Gustaw Juzala, a musicologist and ethnologist, holds the position of associate professor at the Faculty of Philology at Vilnius University as well as the Lithuanian Academy of Music and Theatre.
He completed his master’s degree at the Jagiellonian University in Kraków. He earned his Ph.D. in ethnology and ethnomusicology from the University of Łódź in 1996, and his habilitation from the Institute of Archaeology and Ethnology of the Polish Academy of Sciences in Warsaw in 2013. He served as a professor in the Department of Cultural Anthropology at the Faculty of Philosophy and History of the University of Łódź.
He is mainly interested in ethnomusicology, folklore studies, cultural semiotics, the culture of Polish communities abroad, national minorities in Poland, culture at cultural borderlands, the protection of intangible cultural heritage, the connections between music, ritual, and magic, and the applications of traditional music in education. He has written two monographs: “Semiotics of Musical Folklore in Polish-Lithuanian Borderlands” (Kraków 2007) and “Semiotics of Spring Carols: A Folkloristic and Ethnomusicological Study” (Warsaw 2012), in addition to numerous articles in Polish, Lithuanian, and English, which have been published in scientific journals and collective works.

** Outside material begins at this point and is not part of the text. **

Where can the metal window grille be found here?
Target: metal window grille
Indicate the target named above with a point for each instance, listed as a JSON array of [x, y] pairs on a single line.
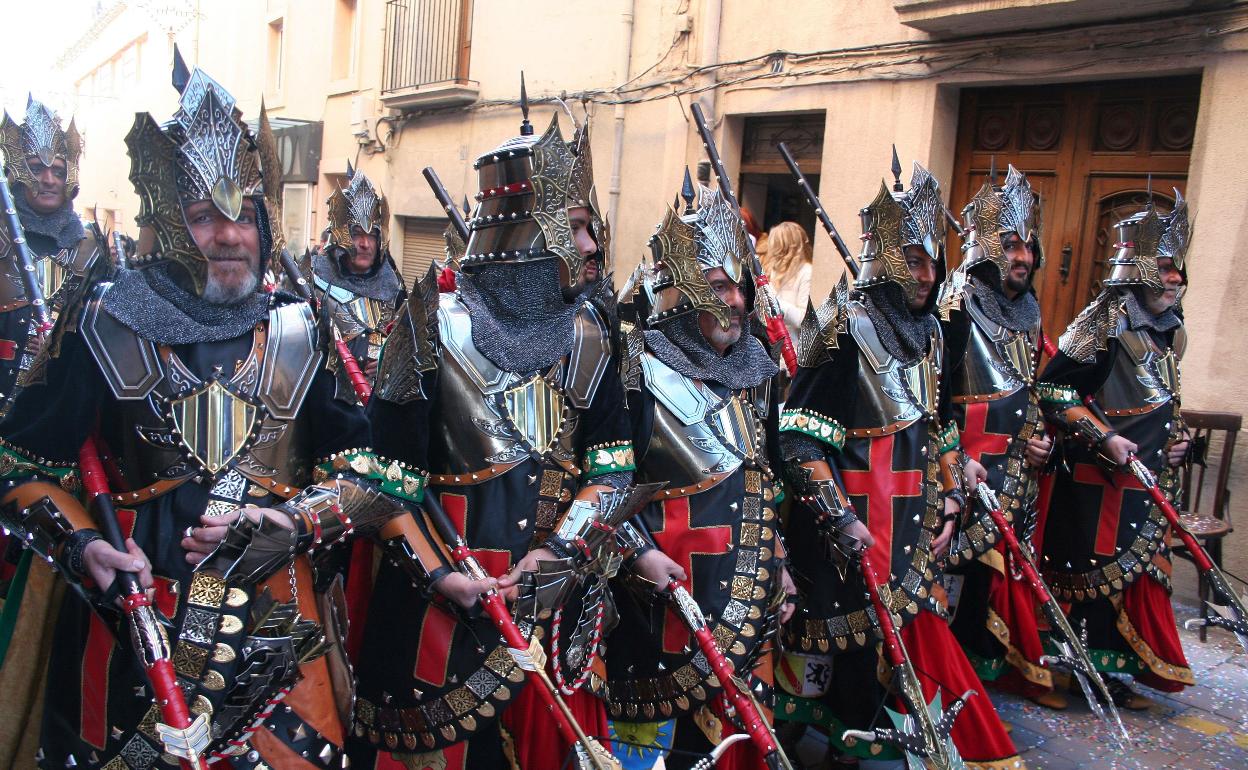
[[427, 43]]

Gustaw Juzala-Deprati has conducted multiple studies in border regions and Polish communities overseas or within national minority groups in Poland, including the Polish-Lithuanian-Belarusian borderlands, Romanian Bukovina, Latgale (Polish Inflants) in Latvia, and among Polish populations in Hungary. Like many ethnomusicologists of his generation, he does not limit himself to studying folk music but also performs it, which allows for a better grasp of his research areas. He is currently a member of two musical groups – the Lithuanian ensemble “Visi,” which consists of lecturers from the Department of Ethnomusicology at the Lithuanian Academy of Music and Theatre, and the Polish group “Łałymka,” which he leads. The ethnographic group “Łałymka” is active in Biała Waka in the Šalčininkai District, where they sing songs gathered by their leader during fieldwork.
He is a member of the The Polish Ethnological Society, the Scientific Council of the Institute of Slavic Studies of the Polish Academy of Sciences, and serves on the Editorial Board of the scientific journals “Lietuvos muzikologija” and “Res Humanitariae.”